23歳突然死ジェニュインが遺してくれた物

2015年01月20日 16時00分

ジェニュイン(左)は、のちのダービー馬タヤスツヨシ(右)を退け、第55代皐月賞馬に輝いた

 大種牡馬サンデーサイレンスの初年度産駒で競走馬、種牡馬としても活躍したジェニュイン(牡23)が19日、功労馬として余生を送っていた社台スタリオンステーション(北海道安平町)で突然死した。放牧中のケガにより自立できない状態になっていたという。

 ジェニュインは1994年に美浦・松山康久厩舎からデビューし、95年皐月賞、96年マイルチャンピオンシップとGI・2勝の活躍(通算21戦5勝)。フジキセキ(94年朝日杯3歳S=現朝日杯FS)、タヤスツヨシ(95年日本ダービー)と並び、サンデーサイレンスの初年度産駒を代表する1頭として、97年の現役引退後に種牡馬入り。国内はもちろん、シャトル種牡馬としてオーストラリアでも供用(2001~04年)された。

 主な産駒に豪GIオーストラリアンカップ勝ちのポンペイルーラー、デビューから無傷の5連勝を決めたドンクール(交流重賞2勝)などがいる。

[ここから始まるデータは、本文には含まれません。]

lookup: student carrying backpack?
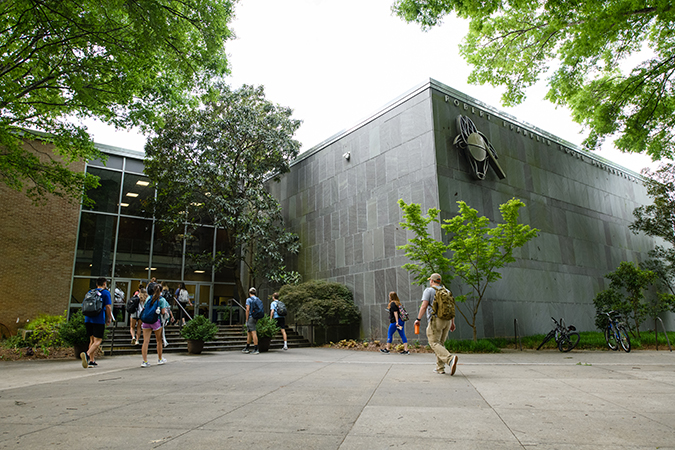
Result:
[82,289,103,317]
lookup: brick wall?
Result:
[0,142,84,333]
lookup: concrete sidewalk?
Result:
[0,348,675,450]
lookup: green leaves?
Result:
[397,200,450,286]
[398,198,538,340]
[392,0,675,160]
[145,83,300,298]
[0,0,233,202]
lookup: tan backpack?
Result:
[432,286,455,320]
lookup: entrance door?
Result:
[185,283,213,320]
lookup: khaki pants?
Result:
[427,316,452,372]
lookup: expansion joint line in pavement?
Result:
[338,364,393,449]
[464,377,525,448]
[153,363,330,448]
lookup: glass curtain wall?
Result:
[70,155,237,317]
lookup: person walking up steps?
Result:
[415,273,457,375]
[80,277,112,369]
[380,291,410,355]
[141,283,166,368]
[242,288,265,355]
[270,292,288,350]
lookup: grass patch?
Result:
[452,331,675,353]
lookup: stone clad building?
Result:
[0,80,673,341]
[271,80,654,340]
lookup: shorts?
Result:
[141,319,162,331]
[84,322,105,339]
[246,315,258,331]
[274,316,286,330]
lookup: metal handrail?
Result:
[229,298,246,325]
[513,319,523,352]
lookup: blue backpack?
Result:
[141,299,159,323]
[251,297,265,320]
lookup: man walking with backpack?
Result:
[80,277,112,369]
[415,273,457,375]
[242,288,265,355]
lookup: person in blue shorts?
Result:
[80,277,112,369]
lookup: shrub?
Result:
[255,314,281,338]
[279,280,361,326]
[2,334,28,349]
[180,316,218,342]
[59,310,90,346]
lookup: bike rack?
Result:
[654,317,673,352]
[513,319,524,352]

 現在の日本競馬の隆盛はサンデーサイレンス抜きには語れない。その偉大なる父の種牡馬記録を次々に塗り替えているディープインパクトの活躍はもちろん、レーティング世界ナンバーワンの座を維持したまま新たに種牡馬入りした孫のジャスタウェイ(父ハーツクライ)など、「SSの血」の動向はいまや世界的な注目を集めるまでになった。

 偉大なるその血をワールドワイドに継承していく“先駆け”になったという面でも、ジェニュインが果たした功績は大きなものだった。